Compensation Structure Analysis

  • Fund-level pay-for-performance linkage: Not applicable—interested trustees (including Mr. Calamos) are not compensated by the Funds.
  • Equity awards/options, vesting schedules, and insider selling pressure: Not disclosed in CCD proxy; any Section 16 trading activity would be outside these materials.
  • Mix shift, repricing, tax gross-ups, severance multipliers: Not disclosed.

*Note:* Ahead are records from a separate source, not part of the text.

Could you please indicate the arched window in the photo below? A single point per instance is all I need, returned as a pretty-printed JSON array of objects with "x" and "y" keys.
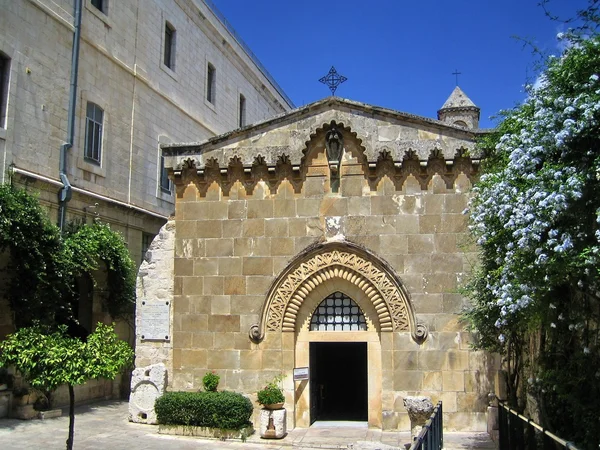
[{"x": 338, "y": 312}]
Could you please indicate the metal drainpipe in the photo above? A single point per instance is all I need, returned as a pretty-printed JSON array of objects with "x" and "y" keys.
[{"x": 65, "y": 192}]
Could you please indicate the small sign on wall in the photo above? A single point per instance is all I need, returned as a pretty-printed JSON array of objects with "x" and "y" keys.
[
  {"x": 155, "y": 321},
  {"x": 300, "y": 373}
]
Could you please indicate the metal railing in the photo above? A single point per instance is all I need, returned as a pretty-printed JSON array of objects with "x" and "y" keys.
[
  {"x": 431, "y": 436},
  {"x": 517, "y": 432}
]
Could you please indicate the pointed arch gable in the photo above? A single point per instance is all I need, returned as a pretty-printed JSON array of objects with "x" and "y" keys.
[{"x": 330, "y": 261}]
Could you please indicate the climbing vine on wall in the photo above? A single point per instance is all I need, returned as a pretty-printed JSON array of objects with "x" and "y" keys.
[{"x": 43, "y": 266}]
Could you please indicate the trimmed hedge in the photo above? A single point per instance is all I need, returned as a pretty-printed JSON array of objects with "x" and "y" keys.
[{"x": 223, "y": 409}]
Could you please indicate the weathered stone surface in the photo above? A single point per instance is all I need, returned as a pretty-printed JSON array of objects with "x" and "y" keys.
[
  {"x": 419, "y": 410},
  {"x": 147, "y": 384},
  {"x": 273, "y": 423}
]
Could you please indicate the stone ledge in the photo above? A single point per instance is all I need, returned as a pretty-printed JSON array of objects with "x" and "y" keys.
[{"x": 208, "y": 432}]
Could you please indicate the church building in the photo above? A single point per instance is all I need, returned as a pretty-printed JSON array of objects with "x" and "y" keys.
[{"x": 331, "y": 238}]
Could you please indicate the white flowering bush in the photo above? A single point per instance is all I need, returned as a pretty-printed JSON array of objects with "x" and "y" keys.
[{"x": 535, "y": 214}]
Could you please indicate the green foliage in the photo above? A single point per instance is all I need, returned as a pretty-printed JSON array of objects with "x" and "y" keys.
[
  {"x": 44, "y": 266},
  {"x": 210, "y": 381},
  {"x": 271, "y": 393},
  {"x": 224, "y": 410},
  {"x": 48, "y": 359}
]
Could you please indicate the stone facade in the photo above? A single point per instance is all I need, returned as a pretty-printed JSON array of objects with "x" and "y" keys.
[
  {"x": 263, "y": 235},
  {"x": 145, "y": 103}
]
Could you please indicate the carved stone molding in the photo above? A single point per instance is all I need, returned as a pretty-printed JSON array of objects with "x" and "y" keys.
[{"x": 337, "y": 261}]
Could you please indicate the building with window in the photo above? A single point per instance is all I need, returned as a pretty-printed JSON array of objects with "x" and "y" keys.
[
  {"x": 331, "y": 238},
  {"x": 150, "y": 72}
]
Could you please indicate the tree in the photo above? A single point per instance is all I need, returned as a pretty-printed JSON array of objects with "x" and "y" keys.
[
  {"x": 48, "y": 359},
  {"x": 536, "y": 216}
]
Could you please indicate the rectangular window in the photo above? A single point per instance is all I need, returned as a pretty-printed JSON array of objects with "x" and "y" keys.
[
  {"x": 211, "y": 75},
  {"x": 93, "y": 133},
  {"x": 165, "y": 183},
  {"x": 4, "y": 85},
  {"x": 242, "y": 112},
  {"x": 100, "y": 5},
  {"x": 169, "y": 56}
]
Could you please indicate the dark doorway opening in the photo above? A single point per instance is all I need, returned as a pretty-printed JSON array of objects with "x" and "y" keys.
[{"x": 338, "y": 381}]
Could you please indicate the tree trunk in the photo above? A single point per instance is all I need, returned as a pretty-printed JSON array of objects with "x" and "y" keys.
[{"x": 71, "y": 417}]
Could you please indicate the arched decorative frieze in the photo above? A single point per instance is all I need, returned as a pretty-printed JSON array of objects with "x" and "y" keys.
[{"x": 330, "y": 261}]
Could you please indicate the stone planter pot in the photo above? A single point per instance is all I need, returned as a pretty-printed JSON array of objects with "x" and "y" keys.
[{"x": 274, "y": 406}]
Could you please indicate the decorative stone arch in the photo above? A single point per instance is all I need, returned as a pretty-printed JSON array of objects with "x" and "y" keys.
[{"x": 342, "y": 261}]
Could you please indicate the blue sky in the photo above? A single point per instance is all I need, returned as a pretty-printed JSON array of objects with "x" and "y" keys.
[{"x": 400, "y": 54}]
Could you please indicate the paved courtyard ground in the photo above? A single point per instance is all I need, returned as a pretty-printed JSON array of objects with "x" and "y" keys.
[{"x": 104, "y": 425}]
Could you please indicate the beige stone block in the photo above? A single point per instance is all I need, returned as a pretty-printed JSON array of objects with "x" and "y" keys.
[
  {"x": 417, "y": 264},
  {"x": 200, "y": 304},
  {"x": 445, "y": 243},
  {"x": 256, "y": 246},
  {"x": 224, "y": 341},
  {"x": 405, "y": 360},
  {"x": 282, "y": 246},
  {"x": 427, "y": 303},
  {"x": 284, "y": 208},
  {"x": 213, "y": 285},
  {"x": 453, "y": 381},
  {"x": 334, "y": 206},
  {"x": 223, "y": 323},
  {"x": 276, "y": 227},
  {"x": 378, "y": 225},
  {"x": 408, "y": 380},
  {"x": 272, "y": 360},
  {"x": 297, "y": 227},
  {"x": 458, "y": 360},
  {"x": 359, "y": 206},
  {"x": 351, "y": 186},
  {"x": 447, "y": 262},
  {"x": 429, "y": 224},
  {"x": 257, "y": 266},
  {"x": 193, "y": 358},
  {"x": 251, "y": 359},
  {"x": 440, "y": 283},
  {"x": 192, "y": 285},
  {"x": 209, "y": 229},
  {"x": 455, "y": 203},
  {"x": 182, "y": 339},
  {"x": 432, "y": 360},
  {"x": 232, "y": 228},
  {"x": 190, "y": 248},
  {"x": 253, "y": 228},
  {"x": 258, "y": 284},
  {"x": 234, "y": 285},
  {"x": 224, "y": 359},
  {"x": 420, "y": 244},
  {"x": 181, "y": 305},
  {"x": 220, "y": 304},
  {"x": 203, "y": 340},
  {"x": 454, "y": 223},
  {"x": 236, "y": 209},
  {"x": 183, "y": 267},
  {"x": 313, "y": 187},
  {"x": 432, "y": 381},
  {"x": 433, "y": 204},
  {"x": 308, "y": 207},
  {"x": 384, "y": 205},
  {"x": 392, "y": 244},
  {"x": 219, "y": 247},
  {"x": 259, "y": 209},
  {"x": 230, "y": 266},
  {"x": 203, "y": 267}
]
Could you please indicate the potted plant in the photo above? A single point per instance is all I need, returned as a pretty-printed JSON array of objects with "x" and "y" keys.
[{"x": 271, "y": 396}]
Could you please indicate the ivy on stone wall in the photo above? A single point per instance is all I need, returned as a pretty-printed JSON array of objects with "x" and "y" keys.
[{"x": 43, "y": 266}]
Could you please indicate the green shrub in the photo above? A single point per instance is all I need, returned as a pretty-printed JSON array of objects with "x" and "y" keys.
[
  {"x": 210, "y": 381},
  {"x": 224, "y": 410}
]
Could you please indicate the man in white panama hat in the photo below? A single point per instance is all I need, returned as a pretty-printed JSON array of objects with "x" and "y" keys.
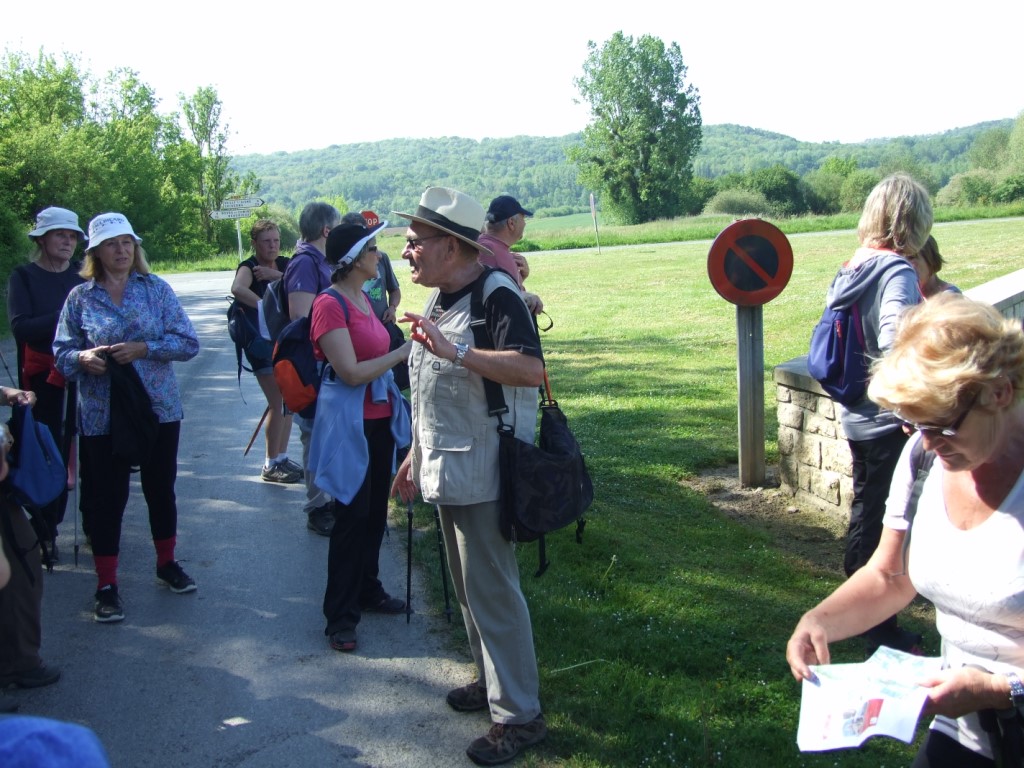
[{"x": 454, "y": 458}]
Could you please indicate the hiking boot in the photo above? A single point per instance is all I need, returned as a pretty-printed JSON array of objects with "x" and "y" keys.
[
  {"x": 468, "y": 698},
  {"x": 322, "y": 519},
  {"x": 36, "y": 678},
  {"x": 109, "y": 606},
  {"x": 343, "y": 640},
  {"x": 293, "y": 467},
  {"x": 503, "y": 742},
  {"x": 280, "y": 473},
  {"x": 171, "y": 574}
]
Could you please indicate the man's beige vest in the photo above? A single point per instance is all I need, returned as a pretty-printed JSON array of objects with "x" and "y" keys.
[{"x": 455, "y": 441}]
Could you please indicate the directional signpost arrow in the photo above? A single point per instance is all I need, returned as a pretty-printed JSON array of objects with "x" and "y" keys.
[
  {"x": 236, "y": 213},
  {"x": 237, "y": 208},
  {"x": 242, "y": 203}
]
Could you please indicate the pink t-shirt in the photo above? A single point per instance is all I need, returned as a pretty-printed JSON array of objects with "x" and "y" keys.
[{"x": 370, "y": 339}]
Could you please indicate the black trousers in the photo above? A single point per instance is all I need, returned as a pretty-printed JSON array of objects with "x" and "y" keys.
[
  {"x": 22, "y": 599},
  {"x": 105, "y": 483},
  {"x": 873, "y": 464},
  {"x": 353, "y": 558}
]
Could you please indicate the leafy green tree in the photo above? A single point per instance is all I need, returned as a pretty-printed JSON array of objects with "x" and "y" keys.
[
  {"x": 1015, "y": 146},
  {"x": 823, "y": 186},
  {"x": 841, "y": 167},
  {"x": 856, "y": 186},
  {"x": 215, "y": 180},
  {"x": 780, "y": 187},
  {"x": 638, "y": 151}
]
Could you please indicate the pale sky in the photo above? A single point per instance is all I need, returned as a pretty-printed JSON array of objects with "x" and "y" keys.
[{"x": 342, "y": 73}]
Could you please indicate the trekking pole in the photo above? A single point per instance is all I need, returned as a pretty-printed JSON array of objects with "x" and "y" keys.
[
  {"x": 13, "y": 383},
  {"x": 409, "y": 564},
  {"x": 252, "y": 439},
  {"x": 440, "y": 551}
]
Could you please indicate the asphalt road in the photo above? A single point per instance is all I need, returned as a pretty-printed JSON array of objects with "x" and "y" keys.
[{"x": 240, "y": 673}]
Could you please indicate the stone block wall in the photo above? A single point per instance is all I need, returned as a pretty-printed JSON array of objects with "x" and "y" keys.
[{"x": 814, "y": 458}]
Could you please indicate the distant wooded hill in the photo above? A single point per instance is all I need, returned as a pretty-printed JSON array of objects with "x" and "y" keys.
[{"x": 390, "y": 175}]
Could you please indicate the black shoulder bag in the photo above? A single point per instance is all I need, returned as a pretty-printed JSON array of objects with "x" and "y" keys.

Risk Indicators & Red Flags

  • Dual role and independence: As Chairman, Trustee, and President, and an affiliated “interested person,” governance independence relies on Lead Independent Trustee and independent committees, which is typical in closed-end fund structures but does present inherent conflict-of-interest considerations.
  • Related-party advisory arrangement: Fees paid to Calamos Advisors (affiliate) are standard but constitute related-party exposure requiring continued oversight.
  • Pledging/hedging, legal proceedings, say-on-pay outcomes: Not disclosed in the CCD proxy.

Investment Implications

  • Alignment: Mr. Calamos reports “Over $100,000” beneficial ownership in CCD, plus potential indirect ownership via Calamos-affiliated entities, signaling skin-in-the-game and long-standing investment leadership, though precise share counts and pledged shares are not disclosed.
  • Governance checks: Independent Audit, Governance, and Valuation Committees and a Lead Independent Trustee support oversight; attendance metrics indicate active board engagement.
  • Pay signals: No fund-level compensation or incentive metrics for Mr. Calamos—analysis of pay-for-performance must focus on the affiliated advisor’s economics; monitoring advisory fee structures and any changes becomes more relevant than traditional CEO pay benchmarking.
  • Trading signals: CCD proxy does not provide vesting schedules or Form 4 activity; investors should monitor Section 16 filings for any insider transactions to assess potential selling pressure.